For all those mornings in the car on our way to school that I made you pray, it was to make sure you knew that God should always start your day. No matter what goes on in your life, you have to be battle ready and that starts with God first.  I pray that you will continue this tradition with your own family.  As always in our prayers I ask God to cover you and your siblings, we thank Him for our blessings seen and unseen, we acknowledge that we are sinners and ask for forgiveness, and then don’t forget to pray for those that come up against you.  Remember it’s easy to pray for those that love you and make your life easy, it takes a true believer to pray for those that would come up against you.  You are a bright and shining star so spread those prayers around.

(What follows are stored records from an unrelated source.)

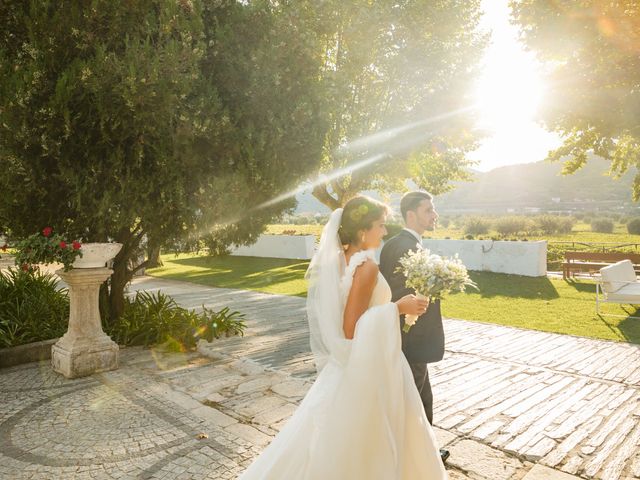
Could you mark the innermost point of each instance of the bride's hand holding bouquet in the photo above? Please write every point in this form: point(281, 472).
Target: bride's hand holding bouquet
point(432, 276)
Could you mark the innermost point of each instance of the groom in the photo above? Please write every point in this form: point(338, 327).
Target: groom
point(425, 341)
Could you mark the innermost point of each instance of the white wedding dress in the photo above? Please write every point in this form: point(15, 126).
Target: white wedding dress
point(362, 419)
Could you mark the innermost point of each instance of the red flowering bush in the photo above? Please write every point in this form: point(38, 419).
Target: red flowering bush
point(46, 247)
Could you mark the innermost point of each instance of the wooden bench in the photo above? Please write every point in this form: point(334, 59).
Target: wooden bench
point(594, 261)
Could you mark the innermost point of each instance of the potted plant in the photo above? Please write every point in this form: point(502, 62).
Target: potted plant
point(47, 247)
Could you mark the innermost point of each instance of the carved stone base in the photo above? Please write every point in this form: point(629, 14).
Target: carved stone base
point(85, 348)
point(84, 358)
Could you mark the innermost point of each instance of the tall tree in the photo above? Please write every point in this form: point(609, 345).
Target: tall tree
point(112, 127)
point(399, 79)
point(592, 53)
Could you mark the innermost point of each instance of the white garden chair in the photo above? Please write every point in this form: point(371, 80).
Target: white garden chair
point(618, 284)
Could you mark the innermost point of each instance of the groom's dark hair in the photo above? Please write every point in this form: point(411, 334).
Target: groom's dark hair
point(410, 201)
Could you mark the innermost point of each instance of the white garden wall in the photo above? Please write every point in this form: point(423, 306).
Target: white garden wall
point(299, 247)
point(517, 258)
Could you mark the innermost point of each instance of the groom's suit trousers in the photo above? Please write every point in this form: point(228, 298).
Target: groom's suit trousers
point(421, 377)
point(425, 341)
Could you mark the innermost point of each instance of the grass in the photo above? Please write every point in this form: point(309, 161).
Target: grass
point(550, 305)
point(581, 233)
point(270, 275)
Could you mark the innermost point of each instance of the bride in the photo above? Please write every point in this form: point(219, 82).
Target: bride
point(363, 417)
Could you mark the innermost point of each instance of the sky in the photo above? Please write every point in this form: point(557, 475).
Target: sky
point(509, 92)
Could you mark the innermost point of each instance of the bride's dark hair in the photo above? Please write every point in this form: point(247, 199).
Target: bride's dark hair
point(359, 213)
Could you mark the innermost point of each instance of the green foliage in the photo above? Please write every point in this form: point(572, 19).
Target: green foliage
point(177, 118)
point(602, 225)
point(45, 248)
point(444, 222)
point(511, 225)
point(552, 224)
point(392, 230)
point(400, 91)
point(476, 226)
point(591, 49)
point(32, 308)
point(633, 226)
point(155, 318)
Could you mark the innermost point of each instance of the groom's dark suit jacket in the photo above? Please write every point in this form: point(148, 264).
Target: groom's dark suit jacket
point(425, 341)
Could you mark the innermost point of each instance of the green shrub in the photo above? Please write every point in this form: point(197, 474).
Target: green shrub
point(551, 224)
point(32, 308)
point(633, 226)
point(151, 319)
point(476, 226)
point(602, 225)
point(512, 225)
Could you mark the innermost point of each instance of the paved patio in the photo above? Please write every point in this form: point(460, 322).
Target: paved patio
point(510, 403)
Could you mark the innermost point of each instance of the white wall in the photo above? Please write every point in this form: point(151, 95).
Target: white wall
point(299, 247)
point(517, 258)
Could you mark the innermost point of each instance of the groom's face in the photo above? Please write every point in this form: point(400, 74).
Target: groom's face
point(426, 215)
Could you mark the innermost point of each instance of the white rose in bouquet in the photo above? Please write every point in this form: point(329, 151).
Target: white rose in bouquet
point(431, 276)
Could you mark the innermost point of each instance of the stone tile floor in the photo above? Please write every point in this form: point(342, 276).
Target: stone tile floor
point(510, 403)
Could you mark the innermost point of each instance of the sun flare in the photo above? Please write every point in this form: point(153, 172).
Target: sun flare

For every time Daddy embarrassed you with his dance routine or rap battle skills, know that no other man daddy daughterwill ever love you like he does. He has shown you and your siblings a great example of how a man should love his family.  Remember all the times he played with you all and how he always cooks with love.  That feeling you are getting in the pit of your stomach is Daddy.  It warms your heart and makes you smile.  Whenever you are feeling down and you can’t think of how to cheer yourself up, think of those moments, I promise you will smile every time.

praying children

For all the knock down drag out fights you have had with your siblings, remember that they are also the ones that will always come to your rescue. You will always be their “Baby Sister” and there is no place on this Earth that they won’t come if you call.  Remember to always let them know you love them and talk to them on a regular basis.  The bond you all have can never be broken and there’s nothing in the world that can separate you all.  Even if you all can’t talk everyday carry with you in your heart when you look into their eyes today that they truly love and want the best for you.  (Please let your husband know he’s gaining 5 crazy women and 2 muscle bound men, he don’t want them problems, lol)

For all the time you had to spend at family functions and you were thinking you could truly be somewhere else, remember Papa’s corny jokes help paved the way for you to be okay to be different and corny, that Gigi always made you feel special, like you are the only girl in the world, Grandma Theresa turned you into a fierce little diva with style and grace and that Grandfather Tony is always amazed by you. Your aunties love you like no other.  They are part of the reason you are the woman you are today, fearless, ambitious, happy, confident; they helped instill all those things in you.  And let’s not forget your uncle, he’s weird, but again that opens the door for you to embrace your own weirdness.  Remember Granny Boo and Pop-pop are always teaching you, it’s important that you continue to learn something new every day.  When in doubt you have a host of cousins that are always ready and available.

So, my dear, it’s getting close to the time where Daddy and I will give you away. I’m happy and a little sad.  You’ve been ours for so long and to think that someone from the outside (I like him, but he’s stealing my baby today) is going to get to enjoy you as we have makes my heart ache.  I know that the decision you have made to bring this man into your life is one you did not take lightly so I respect it and embrace him as well.  Thank you my darling daughter for changing our lives and completing our family all those years ago.  Loving you forever and always, Mom

(Groom your sons now because I will be locked and loaded when it comes time for her to start dating.)